A certa altura de “A Ocupação”, o narrador faz o seguinte comentário a propósito das páginas escritas por um refugiado sírio: “Fazia tempo que a literatura não se mostrava tão urgente e expressiva”.
Ressalta-se então um ideal de literatura, que se reflete na própria feitura do romance, e toma-se claramente o partido de uma escrita literária mais realista e simples. Mas, como todo partido, esse pode e deve ser relativizado, pois em qualquer época a literatura se fez por meio de múltiplos estilos e estratégias.
Importa, de qualquer modo, avaliar a coerência entre a proposição acima e a sua realização. Com efeito, trata-se de relato com linguagem despojada, na maior parte do tempo em primeira pessoa, em que se alternam três planos.

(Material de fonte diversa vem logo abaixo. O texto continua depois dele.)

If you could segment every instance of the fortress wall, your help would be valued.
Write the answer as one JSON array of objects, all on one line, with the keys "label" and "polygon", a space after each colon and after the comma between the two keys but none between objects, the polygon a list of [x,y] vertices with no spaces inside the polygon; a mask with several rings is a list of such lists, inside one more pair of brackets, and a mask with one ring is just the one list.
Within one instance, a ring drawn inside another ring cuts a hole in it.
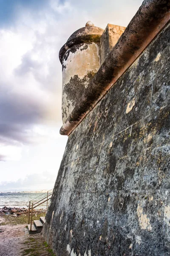
[{"label": "fortress wall", "polygon": [[69,136],[43,229],[57,256],[169,255],[170,36]]}]

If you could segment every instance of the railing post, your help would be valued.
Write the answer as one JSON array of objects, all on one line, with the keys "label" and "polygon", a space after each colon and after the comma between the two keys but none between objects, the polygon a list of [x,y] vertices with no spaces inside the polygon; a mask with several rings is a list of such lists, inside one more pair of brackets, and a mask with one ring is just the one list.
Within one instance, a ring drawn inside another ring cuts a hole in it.
[{"label": "railing post", "polygon": [[29,218],[30,216],[30,208],[31,208],[31,201],[29,202],[29,210],[28,210],[28,223],[29,224]]},{"label": "railing post", "polygon": [[31,206],[31,223],[30,223],[30,231],[32,230],[32,211],[33,209],[33,203],[32,203]]},{"label": "railing post", "polygon": [[48,209],[48,191],[47,191],[47,209]]}]

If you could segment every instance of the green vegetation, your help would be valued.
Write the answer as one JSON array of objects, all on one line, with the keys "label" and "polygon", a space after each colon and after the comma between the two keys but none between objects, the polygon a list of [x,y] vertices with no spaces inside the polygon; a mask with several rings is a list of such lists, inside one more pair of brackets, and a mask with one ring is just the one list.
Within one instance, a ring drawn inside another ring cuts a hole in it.
[{"label": "green vegetation", "polygon": [[43,241],[40,233],[28,236],[23,244],[22,256],[55,256],[47,242]]}]

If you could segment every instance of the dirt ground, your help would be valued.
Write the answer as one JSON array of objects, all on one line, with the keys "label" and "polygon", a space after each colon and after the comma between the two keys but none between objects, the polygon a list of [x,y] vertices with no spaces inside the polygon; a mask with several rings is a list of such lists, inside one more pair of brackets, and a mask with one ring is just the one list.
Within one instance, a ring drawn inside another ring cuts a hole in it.
[{"label": "dirt ground", "polygon": [[0,256],[55,256],[40,233],[25,234],[27,224],[2,225],[5,218],[0,216]]}]

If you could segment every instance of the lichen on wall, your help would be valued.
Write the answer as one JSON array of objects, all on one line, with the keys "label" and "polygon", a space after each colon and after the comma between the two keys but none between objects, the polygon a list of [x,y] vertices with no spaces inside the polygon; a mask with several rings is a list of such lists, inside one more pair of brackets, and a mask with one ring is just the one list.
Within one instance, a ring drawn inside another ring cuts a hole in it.
[{"label": "lichen on wall", "polygon": [[99,44],[76,45],[65,54],[62,61],[62,121],[65,122],[77,100],[87,89],[100,66]]},{"label": "lichen on wall", "polygon": [[170,255],[170,36],[69,136],[43,229],[57,255]]}]

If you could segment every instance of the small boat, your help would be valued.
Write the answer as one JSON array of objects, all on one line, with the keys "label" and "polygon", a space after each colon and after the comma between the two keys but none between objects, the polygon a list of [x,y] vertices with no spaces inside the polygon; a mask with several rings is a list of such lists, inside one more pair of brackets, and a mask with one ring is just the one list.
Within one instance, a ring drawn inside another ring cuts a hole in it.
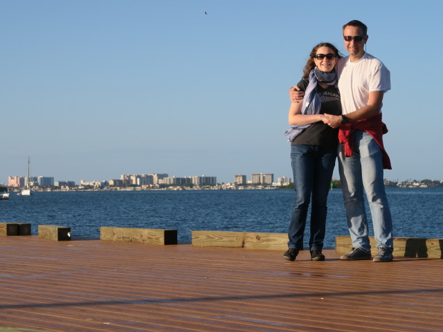
[{"label": "small boat", "polygon": [[28,157],[28,177],[25,181],[25,185],[26,187],[25,189],[21,190],[21,192],[19,192],[17,195],[19,196],[30,196],[32,193],[30,192],[30,187],[29,186],[29,180],[30,180],[30,157]]},{"label": "small boat", "polygon": [[0,200],[9,199],[9,192],[6,187],[0,187]]}]

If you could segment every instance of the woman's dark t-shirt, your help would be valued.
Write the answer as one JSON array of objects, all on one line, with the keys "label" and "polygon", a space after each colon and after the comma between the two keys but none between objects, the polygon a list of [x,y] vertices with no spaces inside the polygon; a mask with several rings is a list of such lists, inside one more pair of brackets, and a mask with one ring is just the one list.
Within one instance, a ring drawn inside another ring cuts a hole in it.
[{"label": "woman's dark t-shirt", "polygon": [[[302,80],[297,84],[305,91],[307,87],[308,80]],[[341,104],[338,89],[329,86],[327,89],[317,84],[317,93],[321,100],[320,114],[341,115]],[[338,145],[338,128],[333,129],[323,122],[313,123],[305,131],[298,135],[291,145],[302,144],[336,149]]]}]

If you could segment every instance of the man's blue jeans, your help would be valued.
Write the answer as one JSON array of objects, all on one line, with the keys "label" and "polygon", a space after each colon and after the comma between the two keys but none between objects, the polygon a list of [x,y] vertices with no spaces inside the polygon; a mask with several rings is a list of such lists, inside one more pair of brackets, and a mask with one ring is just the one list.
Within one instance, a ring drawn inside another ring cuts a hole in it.
[{"label": "man's blue jeans", "polygon": [[309,249],[321,250],[326,228],[327,194],[336,151],[314,145],[292,145],[291,162],[296,199],[288,231],[288,247],[303,249],[303,233],[311,197]]},{"label": "man's blue jeans", "polygon": [[353,155],[345,157],[338,146],[338,169],[352,246],[370,250],[363,190],[372,217],[377,248],[392,249],[392,221],[385,192],[381,149],[372,137],[361,130],[353,133]]}]

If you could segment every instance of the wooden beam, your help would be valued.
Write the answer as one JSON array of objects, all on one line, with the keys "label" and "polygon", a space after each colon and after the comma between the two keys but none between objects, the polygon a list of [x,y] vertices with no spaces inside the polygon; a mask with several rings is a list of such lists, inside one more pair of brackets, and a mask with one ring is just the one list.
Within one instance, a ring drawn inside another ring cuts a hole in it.
[{"label": "wooden beam", "polygon": [[0,237],[12,237],[18,234],[17,223],[0,223]]},{"label": "wooden beam", "polygon": [[287,249],[286,233],[257,233],[248,232],[224,232],[192,230],[192,246],[202,247],[244,248],[284,250]]},{"label": "wooden beam", "polygon": [[177,230],[100,227],[100,239],[162,246],[177,244]]},{"label": "wooden beam", "polygon": [[[377,253],[374,237],[369,237],[372,255]],[[350,237],[336,237],[336,252],[347,254],[352,248]],[[443,258],[443,239],[424,237],[395,237],[395,257]]]},{"label": "wooden beam", "polygon": [[71,228],[55,225],[39,225],[39,237],[55,241],[71,241]]}]

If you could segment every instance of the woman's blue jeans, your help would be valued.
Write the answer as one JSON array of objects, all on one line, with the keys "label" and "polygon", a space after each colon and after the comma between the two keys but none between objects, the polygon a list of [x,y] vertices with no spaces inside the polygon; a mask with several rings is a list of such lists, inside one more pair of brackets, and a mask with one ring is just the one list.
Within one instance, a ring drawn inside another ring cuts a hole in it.
[{"label": "woman's blue jeans", "polygon": [[303,234],[311,198],[309,250],[323,248],[327,194],[336,157],[335,149],[302,145],[291,147],[296,198],[288,231],[288,247],[303,249]]},{"label": "woman's blue jeans", "polygon": [[383,183],[381,149],[361,130],[353,133],[353,155],[338,146],[338,169],[352,246],[370,250],[363,190],[372,217],[377,248],[392,248],[392,221]]}]

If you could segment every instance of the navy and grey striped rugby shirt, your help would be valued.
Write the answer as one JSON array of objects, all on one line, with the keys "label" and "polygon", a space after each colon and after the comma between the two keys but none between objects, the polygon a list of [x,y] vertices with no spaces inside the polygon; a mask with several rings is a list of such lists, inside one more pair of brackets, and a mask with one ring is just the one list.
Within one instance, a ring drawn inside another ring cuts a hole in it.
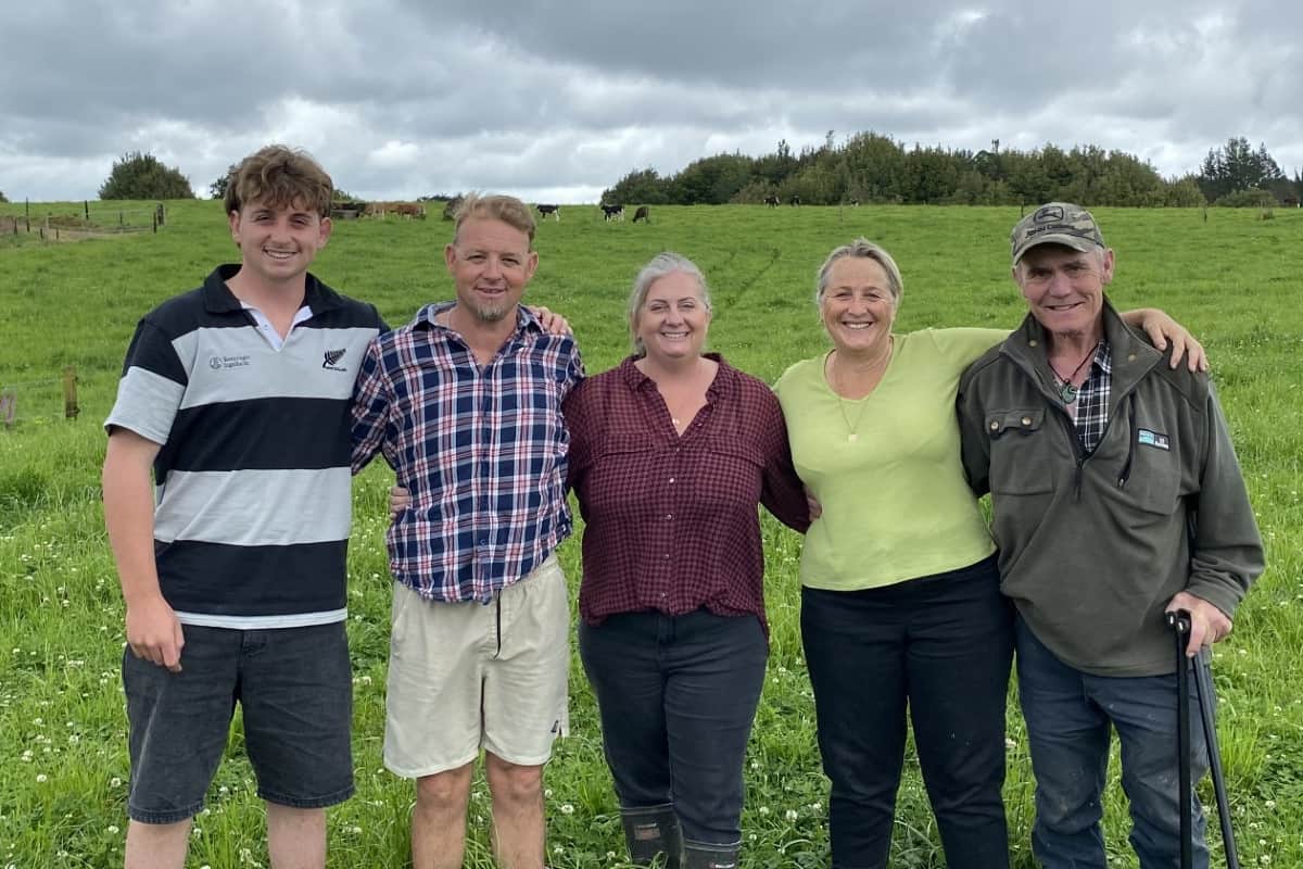
[{"label": "navy and grey striped rugby shirt", "polygon": [[162,444],[154,547],[182,624],[345,618],[349,403],[374,306],[308,275],[311,317],[272,347],[216,268],[137,326],[106,427]]}]

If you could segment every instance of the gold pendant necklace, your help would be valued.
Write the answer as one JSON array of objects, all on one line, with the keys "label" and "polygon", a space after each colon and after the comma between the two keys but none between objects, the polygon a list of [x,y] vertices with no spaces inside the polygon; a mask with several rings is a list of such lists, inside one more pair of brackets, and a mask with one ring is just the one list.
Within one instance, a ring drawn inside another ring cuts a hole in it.
[{"label": "gold pendant necklace", "polygon": [[864,420],[864,409],[869,405],[868,396],[860,399],[860,412],[855,414],[855,425],[851,417],[846,416],[846,399],[837,396],[837,409],[842,413],[842,422],[846,423],[846,443],[855,443],[860,439],[860,421]]},{"label": "gold pendant necklace", "polygon": [[[878,380],[882,378],[882,375],[886,371],[887,362],[891,361],[891,352],[894,349],[895,349],[895,341],[891,340],[891,343],[887,344],[887,352],[886,352],[886,354],[883,354],[883,357],[882,357],[882,362],[881,362],[882,371],[873,371],[870,369],[870,375],[877,374]],[[834,350],[834,353],[837,350]],[[831,361],[831,358],[833,357],[829,356],[830,361]],[[827,365],[827,362],[825,362],[825,365]],[[878,362],[874,362],[873,367],[877,367],[877,366],[878,366]],[[833,374],[831,377],[835,378],[835,374]],[[860,410],[859,410],[859,413],[855,414],[855,423],[853,425],[851,423],[851,417],[847,416],[847,413],[846,413],[846,399],[842,397],[842,393],[837,391],[835,386],[833,386],[831,383],[829,383],[829,386],[833,388],[833,395],[837,396],[837,410],[838,410],[838,413],[842,414],[842,422],[846,423],[846,443],[856,443],[860,439],[860,422],[864,421],[864,410],[869,406],[869,401],[868,401],[869,395],[872,395],[873,390],[877,388],[878,382],[873,380],[872,386],[869,387],[869,392],[859,399],[859,401],[860,401]]]}]

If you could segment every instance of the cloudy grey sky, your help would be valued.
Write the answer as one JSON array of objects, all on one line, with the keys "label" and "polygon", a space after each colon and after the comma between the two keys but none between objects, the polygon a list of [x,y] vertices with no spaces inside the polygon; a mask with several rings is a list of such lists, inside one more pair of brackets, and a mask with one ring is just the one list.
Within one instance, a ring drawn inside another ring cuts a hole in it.
[{"label": "cloudy grey sky", "polygon": [[631,169],[829,130],[1303,168],[1298,0],[0,0],[0,190],[125,151],[195,193],[267,142],[367,198],[593,202]]}]

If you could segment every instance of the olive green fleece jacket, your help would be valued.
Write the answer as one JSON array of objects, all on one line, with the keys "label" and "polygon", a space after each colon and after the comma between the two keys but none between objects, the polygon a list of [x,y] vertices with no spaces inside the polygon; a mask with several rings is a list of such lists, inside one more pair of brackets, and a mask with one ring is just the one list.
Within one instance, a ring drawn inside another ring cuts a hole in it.
[{"label": "olive green fleece jacket", "polygon": [[992,495],[1001,589],[1041,642],[1100,676],[1169,674],[1171,597],[1234,615],[1263,572],[1263,542],[1207,375],[1170,369],[1108,301],[1104,324],[1113,383],[1095,452],[1028,314],[960,379],[964,470]]}]

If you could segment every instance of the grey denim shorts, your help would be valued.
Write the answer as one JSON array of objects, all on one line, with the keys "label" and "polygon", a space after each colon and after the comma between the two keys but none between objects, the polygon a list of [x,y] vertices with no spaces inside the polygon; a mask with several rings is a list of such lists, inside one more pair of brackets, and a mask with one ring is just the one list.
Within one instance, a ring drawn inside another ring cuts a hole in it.
[{"label": "grey denim shorts", "polygon": [[176,823],[203,808],[237,702],[258,796],[305,809],[352,796],[353,681],[343,621],[182,631],[181,672],[122,653],[132,819]]}]

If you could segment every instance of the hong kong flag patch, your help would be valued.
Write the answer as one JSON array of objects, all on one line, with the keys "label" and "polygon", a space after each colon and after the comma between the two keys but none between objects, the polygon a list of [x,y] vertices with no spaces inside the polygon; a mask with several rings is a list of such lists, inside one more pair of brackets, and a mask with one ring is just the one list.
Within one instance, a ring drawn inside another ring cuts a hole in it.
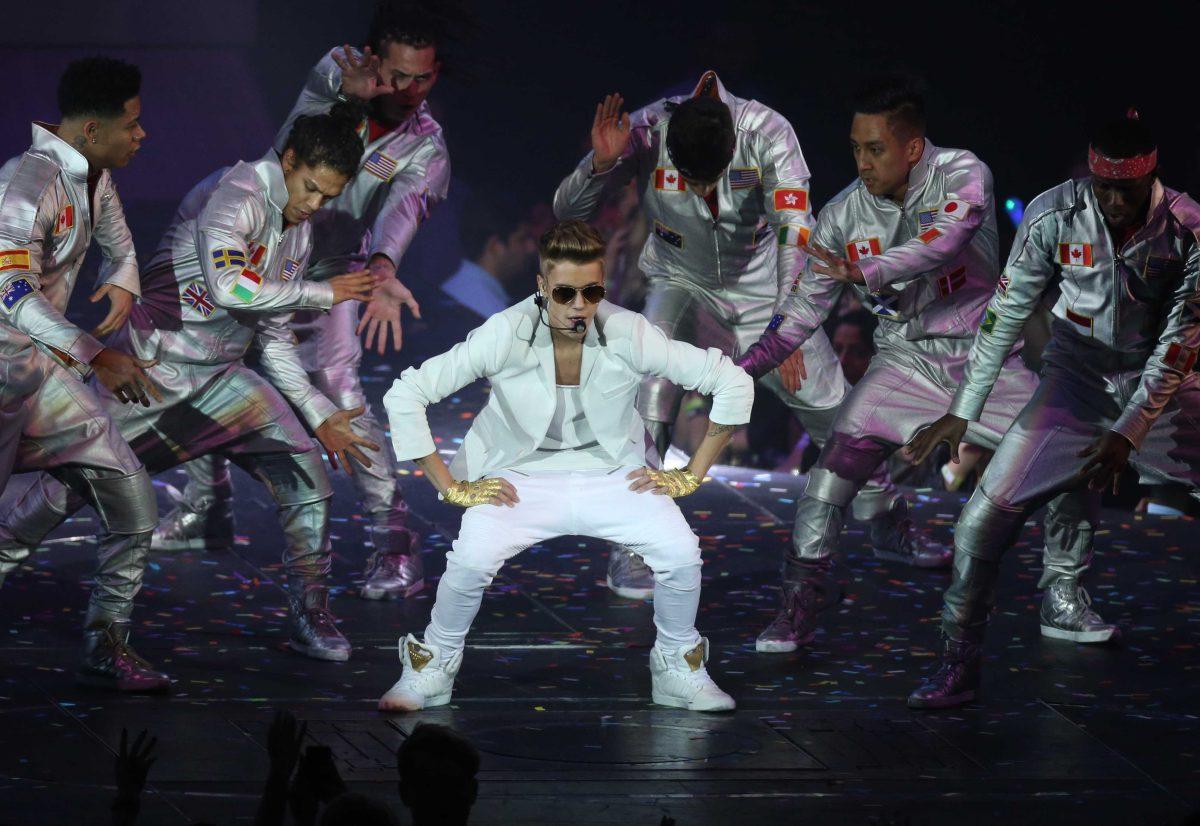
[{"label": "hong kong flag patch", "polygon": [[659,167],[654,170],[654,188],[664,192],[683,192],[688,185],[683,182],[683,175],[678,169],[664,169]]},{"label": "hong kong flag patch", "polygon": [[1091,244],[1060,244],[1058,245],[1058,263],[1066,264],[1068,267],[1091,267],[1092,265],[1092,245]]}]

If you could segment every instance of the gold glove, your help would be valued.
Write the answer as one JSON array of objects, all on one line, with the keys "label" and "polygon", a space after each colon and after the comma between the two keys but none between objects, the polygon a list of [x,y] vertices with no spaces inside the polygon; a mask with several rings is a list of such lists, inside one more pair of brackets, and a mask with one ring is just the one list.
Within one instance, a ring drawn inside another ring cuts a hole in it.
[{"label": "gold glove", "polygon": [[674,471],[652,471],[647,468],[646,473],[650,479],[654,479],[654,484],[658,485],[659,490],[672,499],[688,496],[688,493],[695,493],[696,489],[700,487],[700,479],[686,467],[676,468]]},{"label": "gold glove", "polygon": [[442,495],[442,498],[460,508],[487,504],[500,492],[499,479],[478,479],[475,481],[456,481]]}]

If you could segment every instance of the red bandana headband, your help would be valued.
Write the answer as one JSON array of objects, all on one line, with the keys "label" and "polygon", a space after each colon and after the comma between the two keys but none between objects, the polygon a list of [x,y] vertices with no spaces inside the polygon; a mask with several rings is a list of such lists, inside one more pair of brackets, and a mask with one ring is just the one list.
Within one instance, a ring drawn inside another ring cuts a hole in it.
[{"label": "red bandana headband", "polygon": [[1108,157],[1094,148],[1087,148],[1087,168],[1097,178],[1129,179],[1148,175],[1158,167],[1158,150],[1133,157]]}]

No primeiro, o narrador fala de sua relação com o pai enfermo num hospital. O segundo descreve a situação que dá título à novela: a ocupação do Hotel Cambridge, abandonado no centro de São Paulo, por refugiados e sem-teto. O terceiro é a relação conjugal e a tentativa de ter um filho.
A metáfora básica está alojada no título, referindo-se sobretudo à ocupação do prédio. Fuks participou de uma residência artística no local.
A despeito da solidariedade que representa expor o universo dos despossuídos, não deixa de provocar certo desconforto ético a penetração de um narrador de classe média num universo miserável.
Há descrições verossímeis do estado de ruína em que se encontra o ex-hotel, refletindo a situação arruinada de seus moradores e, indiretamente, o mal que acomete o pai do narrador. Sem dúvida, em qualquer construção humana há uma ruína virtual que a corrói por dentro, levando-a ao desabamento.
O mais instigante de “A Ocupação” está em abordar a fragilidade material de grande parte da população, que sempre existiu, mas que se alastrou nos últimos anos com a vaga migratória dos destruídos pelas guerras e com a precarização geral da força de trabalho em razão da tendência neoliberal da economia.
A narrativa detém um viés de autoficção, na medida em que o próprio autor aparece de modo explícito sob a máscara do protagonista e faz outro projeto que deu origem ao texto ficcional ser exposto internamente por duas cartas: uma de Julián Fuks, dirigida a Mia Couto; outra, a resposta deste.
Os dois trabalharam em parceria num programa patrocinado pela marca suíça Rolex. Não deixa de ser paradoxal que um livro resulte da iniciativa de organizações com naturezas e finalidades opostas —a Rolex e o Cambridge.
No mundo ideal, movimentos de apoio aos desfavorecidos seriam maciçamente auxiliados pelas megaempresas que sustentam o cenário global da desigualdade social. Infelizmente, nenhuma
utopia literária conseguiu até hoje realizar esse milagre.